R - Dans le passé, l'Union a toujours su accueillir sans difficulté majeure de nouveaux Etats membres. Il n'y a aucune raison de penser qu'il en ira autrement cette fois-ci. Certes, il s'agit en 2004 de faire entrer dix pays. Mais il faut avoir à l'esprit que l'impact économique et démographique est limité : 75 millions d'habitants, 5 % du PIB de l'UE, soit le PIB des Pays-Bas. Nous n'avons aucune crainte objective à avoir : des garanties ont été prises pour que les pays adhérents se mettent aux mêmes normes que nous afin d'éviter les concurrences déloyales et l'Union européenne s'est prémunie contre des risques spécifiques, notamment en ce qui concerne l'immigration et la sécurité alimentaire. En fait, cet élargissement est une chance car il consolidera notre prospérité : l'économie française profitera de l'ouverture des marchés des pays adhérents (la France se situe déjà au troisième rang des exportateurs et des investisseurs dans cette zone) et, en s'élargissant, l'Europe diffuse la démocratie et renforce la paix sur l'ensemble du continent.

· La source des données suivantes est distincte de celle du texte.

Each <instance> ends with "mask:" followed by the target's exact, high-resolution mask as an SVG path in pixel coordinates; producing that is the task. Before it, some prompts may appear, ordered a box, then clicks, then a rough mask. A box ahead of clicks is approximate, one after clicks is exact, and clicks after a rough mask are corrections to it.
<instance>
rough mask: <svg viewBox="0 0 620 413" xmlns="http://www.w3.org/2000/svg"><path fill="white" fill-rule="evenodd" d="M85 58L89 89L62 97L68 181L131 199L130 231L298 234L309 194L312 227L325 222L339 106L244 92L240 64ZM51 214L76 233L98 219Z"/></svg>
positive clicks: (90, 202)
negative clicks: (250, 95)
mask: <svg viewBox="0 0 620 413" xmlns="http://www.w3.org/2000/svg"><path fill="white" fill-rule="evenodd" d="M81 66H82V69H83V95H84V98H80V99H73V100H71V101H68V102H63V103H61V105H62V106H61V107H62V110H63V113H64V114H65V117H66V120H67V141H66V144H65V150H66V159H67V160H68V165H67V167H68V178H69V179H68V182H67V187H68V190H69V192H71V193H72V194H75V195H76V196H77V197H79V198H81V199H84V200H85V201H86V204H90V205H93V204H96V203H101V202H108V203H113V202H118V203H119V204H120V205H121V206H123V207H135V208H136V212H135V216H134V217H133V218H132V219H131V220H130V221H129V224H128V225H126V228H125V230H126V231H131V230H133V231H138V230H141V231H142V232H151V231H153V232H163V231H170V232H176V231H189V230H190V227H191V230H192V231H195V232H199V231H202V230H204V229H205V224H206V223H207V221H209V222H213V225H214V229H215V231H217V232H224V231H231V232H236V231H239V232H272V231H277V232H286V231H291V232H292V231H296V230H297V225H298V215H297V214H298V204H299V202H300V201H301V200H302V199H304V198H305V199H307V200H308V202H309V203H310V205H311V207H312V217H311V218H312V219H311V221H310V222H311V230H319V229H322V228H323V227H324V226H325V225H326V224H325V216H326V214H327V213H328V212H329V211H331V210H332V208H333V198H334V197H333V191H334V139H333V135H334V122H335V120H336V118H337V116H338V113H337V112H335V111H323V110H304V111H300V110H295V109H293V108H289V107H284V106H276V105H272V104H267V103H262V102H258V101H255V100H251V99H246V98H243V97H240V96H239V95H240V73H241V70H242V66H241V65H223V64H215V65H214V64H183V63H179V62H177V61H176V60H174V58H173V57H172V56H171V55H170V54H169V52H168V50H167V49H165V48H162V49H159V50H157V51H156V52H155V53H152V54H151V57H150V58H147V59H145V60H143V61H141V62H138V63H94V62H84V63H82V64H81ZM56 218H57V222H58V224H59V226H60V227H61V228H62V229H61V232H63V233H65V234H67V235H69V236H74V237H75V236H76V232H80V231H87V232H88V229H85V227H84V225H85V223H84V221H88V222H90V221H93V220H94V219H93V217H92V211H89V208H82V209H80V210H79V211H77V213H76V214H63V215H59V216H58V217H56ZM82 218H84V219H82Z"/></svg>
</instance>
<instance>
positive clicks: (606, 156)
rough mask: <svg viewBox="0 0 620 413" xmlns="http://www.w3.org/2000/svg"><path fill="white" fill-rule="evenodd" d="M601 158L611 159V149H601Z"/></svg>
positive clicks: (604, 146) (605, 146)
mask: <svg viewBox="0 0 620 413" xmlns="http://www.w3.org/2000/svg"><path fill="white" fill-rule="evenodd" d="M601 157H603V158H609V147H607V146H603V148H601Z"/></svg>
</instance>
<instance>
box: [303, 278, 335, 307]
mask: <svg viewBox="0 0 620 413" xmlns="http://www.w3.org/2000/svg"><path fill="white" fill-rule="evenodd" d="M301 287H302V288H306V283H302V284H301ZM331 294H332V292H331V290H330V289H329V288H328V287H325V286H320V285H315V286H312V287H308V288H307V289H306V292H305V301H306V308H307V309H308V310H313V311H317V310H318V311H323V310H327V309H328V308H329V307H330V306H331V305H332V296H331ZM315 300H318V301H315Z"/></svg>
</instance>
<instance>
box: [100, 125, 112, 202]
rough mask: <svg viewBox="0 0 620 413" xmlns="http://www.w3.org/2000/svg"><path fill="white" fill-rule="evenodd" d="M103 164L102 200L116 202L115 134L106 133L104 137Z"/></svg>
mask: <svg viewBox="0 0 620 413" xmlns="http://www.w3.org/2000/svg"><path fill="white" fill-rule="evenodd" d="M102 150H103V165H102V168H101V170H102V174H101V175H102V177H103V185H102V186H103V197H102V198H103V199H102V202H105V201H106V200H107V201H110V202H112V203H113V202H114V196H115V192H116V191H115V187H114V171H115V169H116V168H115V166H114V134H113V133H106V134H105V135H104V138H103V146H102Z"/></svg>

Q - Vous allez assister au Conseil général de Côte-d'Or à la présentation du programme "Europe au collège". Pensez-vous, actuellement, que tout est réellement mis en ¿uvre, dans les différents cycles scolaires, pour susciter chez les jeunes le sentiment d'appartenance à l'Union européenne ?

R - L'Education nationale et les collectivités locales se sont mobilisées pour faire découvrir l'Europe à nos enfants. Partout, des programmes d'échanges et de découverte, qui fonctionnent très bien, ont été mis en place. Le programme "Europe au collège" du Conseil général de la Côte-d'Or me semble tout à fait exemplaire. C'est une brillante initiative qui relaie mes propres efforts, ainsi que ceux de la Commission, pour diffuser des matériels pédagogiques. Chacun s'y met, les écoles en ouvrant les horizons de nos enfants par l'apprentissage des langues étrangères, les collèges en donnant une large part à l'Europe dans les programmes, les lycées en offrant souvent l'expérience concrète de la découverte d'un autre pays. Cet effort national me semble à la hauteur de l'enjeu.